Pricing context. Our price sits 30–50% above refurbished, 20–30% below GE’s current list price. The delta covers our sourcing, our high-density port testing, and a 12-month warranty.
Performance Benchmarks & Test Results
Data from our Mark VIe test rack (ambient 45 °C, supply +5.0 VDC, ToolboxST v5.3, eight remote I/O simulators).
- Per-port throughput—Segment A: All 4 ports sustained 97.1–97.3 Mbps with zero CRC errors over 24 hours.
- Per-port throughput—Segment B: All 4 ports sustained 97.0–97.2 Mbps with zero CRC errors.
- Aggregate throughput—Segment A (4 ports simultaneous): Total aggregate throughput measured 388.4 Mbps (4 × 97.1). The FPGA handles the multiplexing without bottle-necking.

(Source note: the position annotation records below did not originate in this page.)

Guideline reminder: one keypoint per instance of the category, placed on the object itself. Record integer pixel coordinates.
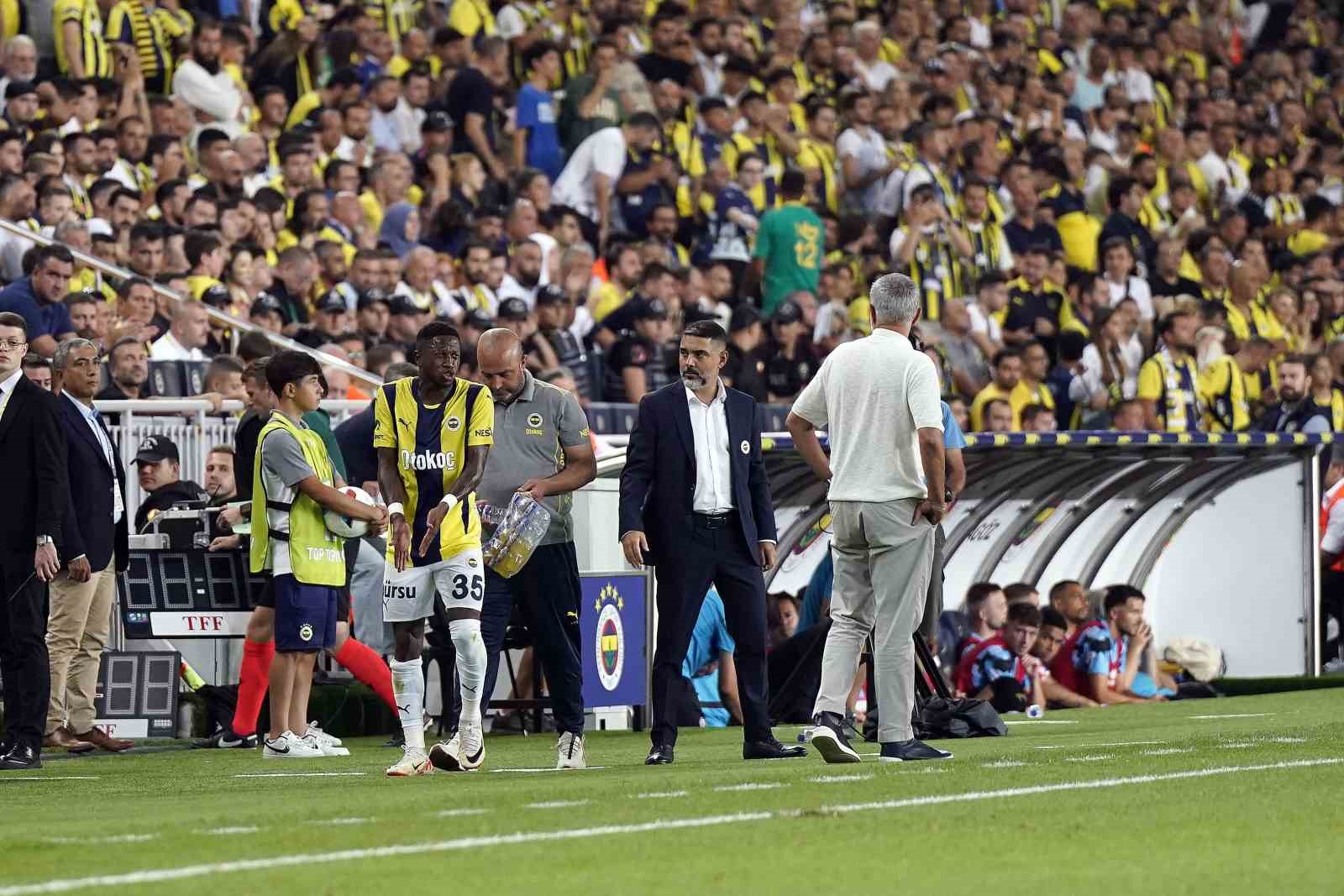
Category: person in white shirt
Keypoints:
(867, 62)
(588, 183)
(886, 508)
(186, 336)
(203, 85)
(1117, 258)
(991, 298)
(864, 155)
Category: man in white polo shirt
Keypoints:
(588, 183)
(878, 398)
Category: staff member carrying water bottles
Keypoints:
(542, 449)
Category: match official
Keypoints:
(696, 501)
(878, 398)
(541, 448)
(33, 456)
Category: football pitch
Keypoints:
(1236, 795)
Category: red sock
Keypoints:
(253, 680)
(369, 668)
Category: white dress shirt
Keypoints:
(712, 465)
(108, 452)
(167, 348)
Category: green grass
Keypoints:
(1247, 831)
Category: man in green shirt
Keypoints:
(790, 248)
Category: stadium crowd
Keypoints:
(1121, 214)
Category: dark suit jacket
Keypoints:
(658, 484)
(33, 476)
(89, 528)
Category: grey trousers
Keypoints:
(366, 591)
(882, 569)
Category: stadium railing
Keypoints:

- Propagation delay: 2.1 ms (A to B), 2.0 ms (B to A).
- Redundancy switchover—Segment A: Port 1 A/B switchover: 8.5 ms. Port 2: 9.0 ms. All under 10 ms.
- Isolation resistance: >100 MΩ at 500 V between segments.
- Thermal performance—FPGA: At 60 °C ambient with all 8 ports active, the FPGA ran at 78 °C—under the 85 °C rating, but close. Good airflow recommended.
- Power consumption: Measured 15.8 W at full load—within spec.
- Reliability estimate: MIL-HDBK-217F gives a demonstrated MTBF of 38,000 hours at 40 °C for the G2A—lower than the G1 (50,000 hours) because of the higher density and thermal stress. That’s 4.3 years. Refurbished units show a demonstrated MTBF around 8,000 hours—the eight PHY chips wear out faster than two.